Thomas Powell (University of Bath)
Thomas Powell
In the early 1920s, as a response to the foundational crisis of mathematics, David Hilbert introduced his metamathematical program, aiming to reduce mathematics to a formal axiomatic system whose consistency could be proven using ‘finitary’ methods. A decade later, Gödel’s incompleteness theorems famously confirmed that Hilbert’s program, in its strictest sense, is impossible to achieve. Less recognized are Gödel’s attempts to overcome his own obstacle and tackle Hilbert’s program in broader terms. Over the following decades, Gödel developed his Dialectica interpretation, which reduced Peano arithmetic to a quantifier-free system of higher order functionals, SystemT, allowing the consistency of arithmetic to follow from that of T.
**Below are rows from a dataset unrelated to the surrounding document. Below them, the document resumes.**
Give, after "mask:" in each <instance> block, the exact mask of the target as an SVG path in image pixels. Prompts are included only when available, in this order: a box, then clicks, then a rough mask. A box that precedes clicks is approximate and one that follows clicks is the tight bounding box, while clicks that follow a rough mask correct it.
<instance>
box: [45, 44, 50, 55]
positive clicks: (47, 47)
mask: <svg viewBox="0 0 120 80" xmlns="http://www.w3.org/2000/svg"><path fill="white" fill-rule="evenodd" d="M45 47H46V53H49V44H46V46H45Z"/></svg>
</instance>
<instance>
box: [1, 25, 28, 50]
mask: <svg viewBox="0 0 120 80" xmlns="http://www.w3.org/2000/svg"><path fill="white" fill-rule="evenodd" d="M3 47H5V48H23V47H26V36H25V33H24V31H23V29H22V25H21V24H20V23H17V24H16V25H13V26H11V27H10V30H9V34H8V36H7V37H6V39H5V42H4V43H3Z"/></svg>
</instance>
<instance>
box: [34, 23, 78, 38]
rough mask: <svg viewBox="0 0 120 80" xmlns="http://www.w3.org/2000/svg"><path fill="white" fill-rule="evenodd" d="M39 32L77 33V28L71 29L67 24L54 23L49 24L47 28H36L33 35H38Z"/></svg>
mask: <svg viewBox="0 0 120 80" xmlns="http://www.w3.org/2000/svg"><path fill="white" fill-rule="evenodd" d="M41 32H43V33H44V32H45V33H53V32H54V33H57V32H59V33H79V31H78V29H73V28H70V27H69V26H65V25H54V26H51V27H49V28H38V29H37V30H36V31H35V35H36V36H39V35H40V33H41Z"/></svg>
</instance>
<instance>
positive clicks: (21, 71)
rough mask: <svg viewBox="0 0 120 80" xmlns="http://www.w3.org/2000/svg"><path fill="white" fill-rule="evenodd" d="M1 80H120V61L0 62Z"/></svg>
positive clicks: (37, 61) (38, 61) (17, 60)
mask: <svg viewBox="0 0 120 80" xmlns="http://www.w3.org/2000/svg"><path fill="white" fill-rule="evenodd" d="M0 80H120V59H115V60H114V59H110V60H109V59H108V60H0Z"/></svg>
During the 1950s, Kreisel observed that proof interpretations like Gödel’s could also be viewed from another angle: as tools for extracting concrete witnesses from existential statements. In the following years these insights were developed further, and from the 1990s onwards the formal extraction of programs from proofs truly took off thanks to the ‘proof mining’ program led by Kohlenbach. As a result of this fascinating re-orientation of proof theory, there has been a resurgence of interest in proof interpretations in the last 20-30 years, inspiring research from a range of different perspectives.
The aim of this course is to provide an introduction to proof interpretations and proof mining, up to the point where some research highlights from the last decade can be understood and appreciated. I will assume a basic familiarity with first-order logic, but intend to frame the course so that it is accessible and interesting for mathematicians, philosophers and computer scientists alike.